On August 25, 2022, Tretter announced his retirement from the NFL.

===Work at the NFLPA===
Having studied labor relations at Cornell University, Tretter was elected President of the NFL Players Association on March 10, 2020, succeeding Eric Winston. He played a role in negotiations surrounding the 2020–2030 collective bargaining agreement, which was ultimately agreed to five days after he became president of the NFLPA.

Tretter was named co-chair of the NFLPA's COVID committee ahead of the 2020 NFL season. He represented players in negotiations that created new health and safety protocols, resulting in an average league positivity rate of 0.076% and enabling all 256 regular-season games being able to be played with no cancellations.

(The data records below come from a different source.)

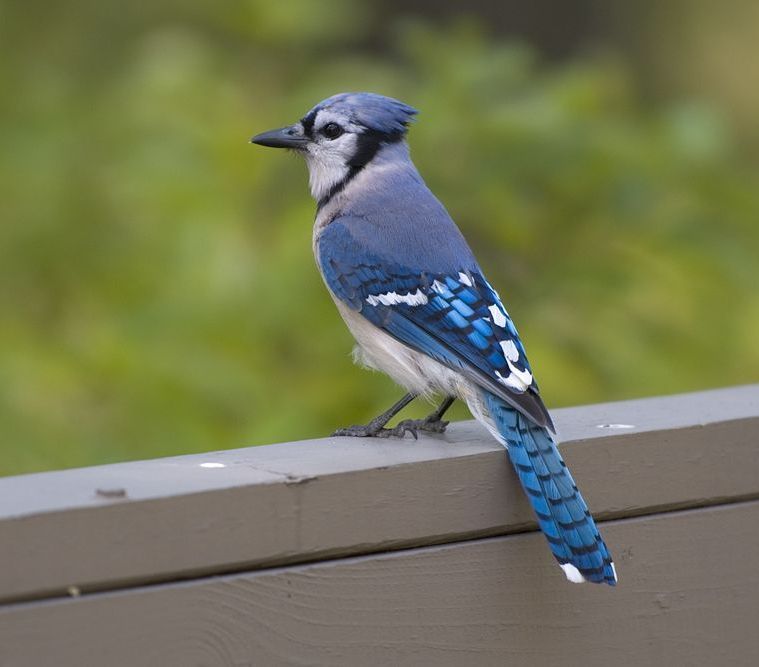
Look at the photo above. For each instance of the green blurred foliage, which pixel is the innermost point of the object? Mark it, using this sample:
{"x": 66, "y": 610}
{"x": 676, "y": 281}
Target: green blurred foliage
{"x": 157, "y": 290}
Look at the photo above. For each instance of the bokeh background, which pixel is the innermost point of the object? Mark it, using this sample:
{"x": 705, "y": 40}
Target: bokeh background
{"x": 157, "y": 289}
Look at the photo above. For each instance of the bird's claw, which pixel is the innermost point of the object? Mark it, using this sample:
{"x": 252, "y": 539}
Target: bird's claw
{"x": 369, "y": 431}
{"x": 411, "y": 426}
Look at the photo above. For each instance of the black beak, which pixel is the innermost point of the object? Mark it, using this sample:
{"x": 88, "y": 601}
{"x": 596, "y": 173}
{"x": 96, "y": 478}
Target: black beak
{"x": 284, "y": 137}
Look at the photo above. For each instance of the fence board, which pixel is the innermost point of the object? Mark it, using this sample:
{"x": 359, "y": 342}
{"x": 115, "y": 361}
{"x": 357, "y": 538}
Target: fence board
{"x": 688, "y": 592}
{"x": 300, "y": 502}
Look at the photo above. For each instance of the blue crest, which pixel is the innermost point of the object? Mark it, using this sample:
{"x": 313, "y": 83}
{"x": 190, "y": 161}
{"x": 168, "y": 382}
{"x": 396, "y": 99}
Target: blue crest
{"x": 375, "y": 112}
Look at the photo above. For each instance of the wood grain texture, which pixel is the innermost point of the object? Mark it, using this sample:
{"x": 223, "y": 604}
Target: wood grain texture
{"x": 312, "y": 500}
{"x": 688, "y": 595}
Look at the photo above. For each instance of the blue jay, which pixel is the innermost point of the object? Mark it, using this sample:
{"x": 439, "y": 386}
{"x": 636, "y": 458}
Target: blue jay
{"x": 418, "y": 304}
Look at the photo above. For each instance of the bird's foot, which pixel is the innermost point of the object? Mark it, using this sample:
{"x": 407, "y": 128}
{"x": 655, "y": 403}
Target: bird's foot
{"x": 428, "y": 425}
{"x": 372, "y": 431}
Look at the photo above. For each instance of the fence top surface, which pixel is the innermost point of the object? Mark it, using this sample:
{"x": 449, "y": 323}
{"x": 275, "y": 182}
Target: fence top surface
{"x": 301, "y": 461}
{"x": 161, "y": 520}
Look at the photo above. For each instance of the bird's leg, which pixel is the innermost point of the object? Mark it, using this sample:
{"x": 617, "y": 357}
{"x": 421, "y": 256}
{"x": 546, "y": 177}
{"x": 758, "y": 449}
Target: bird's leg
{"x": 376, "y": 427}
{"x": 433, "y": 423}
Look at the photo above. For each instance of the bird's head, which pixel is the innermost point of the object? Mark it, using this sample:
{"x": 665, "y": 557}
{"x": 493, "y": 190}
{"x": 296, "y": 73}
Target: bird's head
{"x": 340, "y": 136}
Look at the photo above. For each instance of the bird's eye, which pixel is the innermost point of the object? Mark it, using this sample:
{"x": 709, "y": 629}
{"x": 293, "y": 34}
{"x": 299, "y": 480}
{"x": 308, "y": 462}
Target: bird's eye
{"x": 332, "y": 130}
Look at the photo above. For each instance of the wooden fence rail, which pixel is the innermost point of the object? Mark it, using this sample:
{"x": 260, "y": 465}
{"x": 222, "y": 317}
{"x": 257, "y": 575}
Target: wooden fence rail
{"x": 394, "y": 552}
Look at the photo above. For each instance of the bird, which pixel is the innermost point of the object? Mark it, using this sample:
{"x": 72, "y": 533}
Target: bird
{"x": 411, "y": 292}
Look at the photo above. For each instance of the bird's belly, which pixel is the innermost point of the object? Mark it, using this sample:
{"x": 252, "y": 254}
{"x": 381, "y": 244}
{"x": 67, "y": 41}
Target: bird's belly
{"x": 417, "y": 372}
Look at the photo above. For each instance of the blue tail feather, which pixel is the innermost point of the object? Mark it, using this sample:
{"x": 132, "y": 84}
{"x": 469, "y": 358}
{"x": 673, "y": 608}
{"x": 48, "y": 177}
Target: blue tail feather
{"x": 561, "y": 511}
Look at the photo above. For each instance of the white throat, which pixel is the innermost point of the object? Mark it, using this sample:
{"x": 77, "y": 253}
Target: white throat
{"x": 327, "y": 165}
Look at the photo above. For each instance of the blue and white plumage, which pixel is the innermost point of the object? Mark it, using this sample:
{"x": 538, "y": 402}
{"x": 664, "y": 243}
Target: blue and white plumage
{"x": 411, "y": 292}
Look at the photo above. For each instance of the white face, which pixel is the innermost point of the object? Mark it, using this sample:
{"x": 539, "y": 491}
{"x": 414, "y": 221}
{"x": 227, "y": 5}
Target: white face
{"x": 334, "y": 144}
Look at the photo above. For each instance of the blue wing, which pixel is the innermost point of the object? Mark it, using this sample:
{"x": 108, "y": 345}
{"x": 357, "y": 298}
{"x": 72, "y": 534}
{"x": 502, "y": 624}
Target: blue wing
{"x": 452, "y": 315}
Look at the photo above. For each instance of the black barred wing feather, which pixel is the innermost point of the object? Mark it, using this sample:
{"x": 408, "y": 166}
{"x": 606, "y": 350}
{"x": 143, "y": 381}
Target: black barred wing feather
{"x": 454, "y": 317}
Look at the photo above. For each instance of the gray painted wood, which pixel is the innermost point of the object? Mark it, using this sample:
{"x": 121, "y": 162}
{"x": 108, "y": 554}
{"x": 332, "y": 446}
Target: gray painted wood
{"x": 688, "y": 595}
{"x": 171, "y": 518}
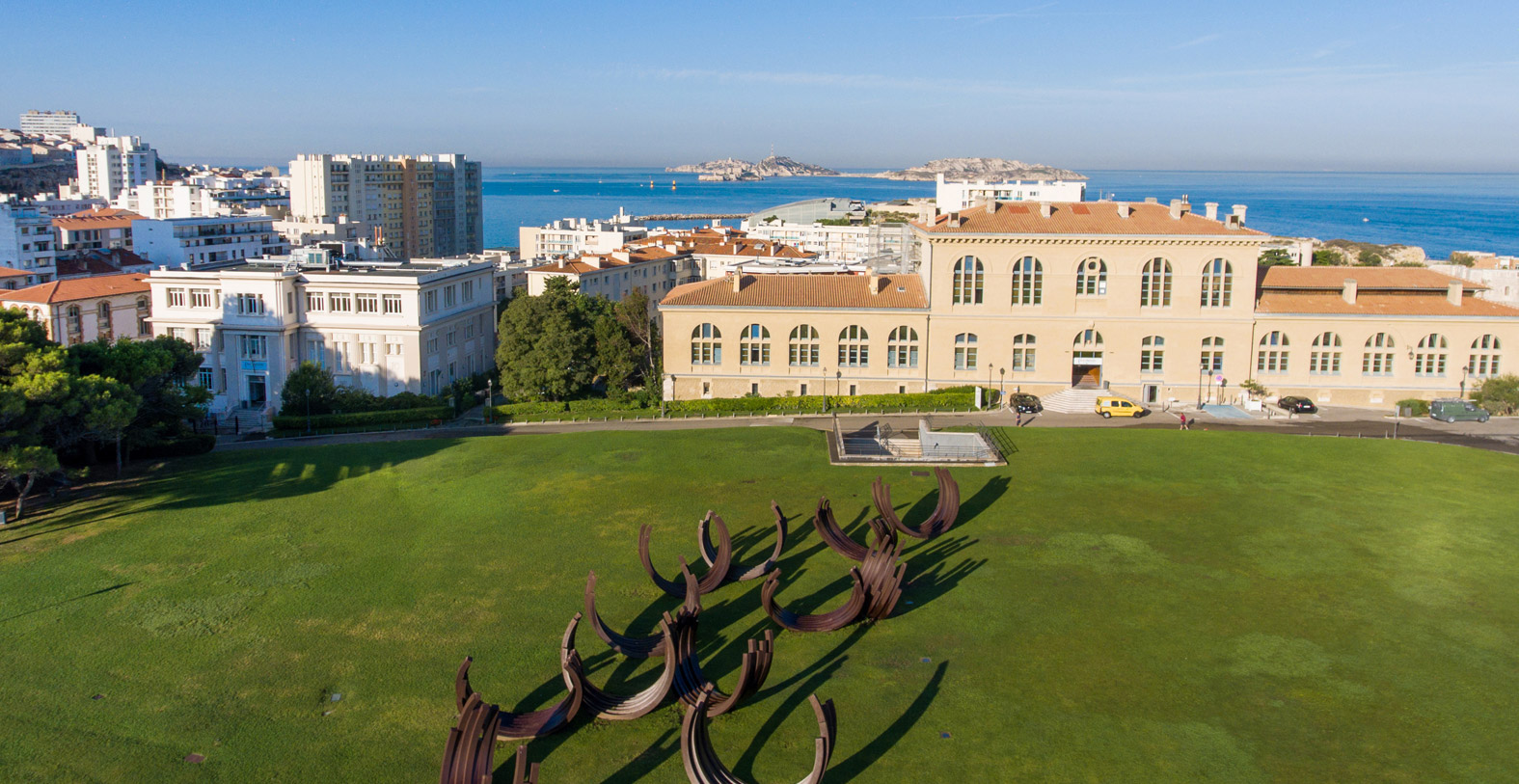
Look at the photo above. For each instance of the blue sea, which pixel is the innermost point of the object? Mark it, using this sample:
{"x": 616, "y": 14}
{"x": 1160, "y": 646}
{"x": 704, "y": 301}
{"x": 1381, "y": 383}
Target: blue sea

In March 2022, Tretter was re-elected for a second term as NFLPA president. Due to his retirement as a player, he was ineligible for re-election in 2024. Starting in October, 2024, he served as NFLPA chief strategy officer, though resigned less than a year later, due in part to his and NFLPA executive directory Lloyd Howell's management of the collusion scandal surrounding Deshaun Watson's fully guaranteed contract.

==Personal life==
Tretter married Anna Tretter in February 2020.

On March 17, 2026, Tretter was elected to serve as the new executive director for the NFL Players Association.